Kasowitz’s Schwartz said distress is occurring more so “on the front end.” 

“We’re seeing a dislocation between buyers and sellers with respect to pricing on ground-up multifamily and land sales,” he said. “This is causing buyers and sellers to seek alternate structures in the form of land contribution joint ventures and ground leases so that the sellers can retain some upside in the project and bridge the price dislocation.”

But bringing in an equity partner isn’t always an easy solution.

“Construction lenders are asking a lot of questions and don’t want untested developers,” Hannigan said, adding that he is seeing “a lot of stress in joint ventures,” which has been playing out in litigation. 

In one example, Richard Ohebshalom sued his father, Fred, in March for allegedly trying to push through the $148 million sale of a large Financial District development site at 111 Washington Street for less than he thought it was worth.

And deals from the past — particularly cases where a developer bought land at high prices in 2014 and 2015 — are coming back to haunt both owners and lenders who just can’t make the numbers work in today’s market.
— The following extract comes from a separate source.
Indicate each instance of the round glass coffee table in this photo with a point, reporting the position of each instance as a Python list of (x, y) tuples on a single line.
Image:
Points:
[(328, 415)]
The Durst Organization, one of the city’s biggest developers, is seeing those distressed development sites as a source of opportunity. Last December, the firm bought a Long Island City development site from Property Markets Group and the Hakim Organization for $173.4 million. The partners had spent almost three years assembling several lots in a total of four purchases to make way for a $750 million, 914-foot-tall rental and condo tower. But when the developers’ $140 million acquisition and pre-development loans from Acres Capital were coming due, the duo realized they couldn’t line up a new lender without sinking more equity into the deal. To dodge foreclosure, they sold the parcels.

Durst Organization CEO Douglas Durst explained its strategy to TRD earlier this year, saying, “We cannot compete with condo builders on cost when acquiring land conventionally. Acquiring distressed sites allows us to build rental and make the kinds of long-term investments that have served us well for more than 100 years.”

And it seems as though the opportunities will be in greater supply. There was a 9 percent year-over-year increase in scheduled foreclosure auctions on vacant land in the first quarter, driven by a 114 percent jump in Brooklyn, ATTOM data showed. Scheduled foreclosure auctions were also up year-over-year in Queens and on Staten Island, and bank repossessions were up in Brooklyn, Manhattan and the Bronx, the data showed.

Ackman-Ziff Real Estate’s Russell Schildkraut said a “most suspect” corner of the market is in land sites that were bought by second-tier sponsors that are not adequately capitalized or overleveraged. 

 “They’re stuck without a way to get projects done,” Schildkraut said.

Correction: A previous version of this story incorrectly identified the amount of vacant space at 530 Fifth Avenue. It is nearly 27,000 square feet.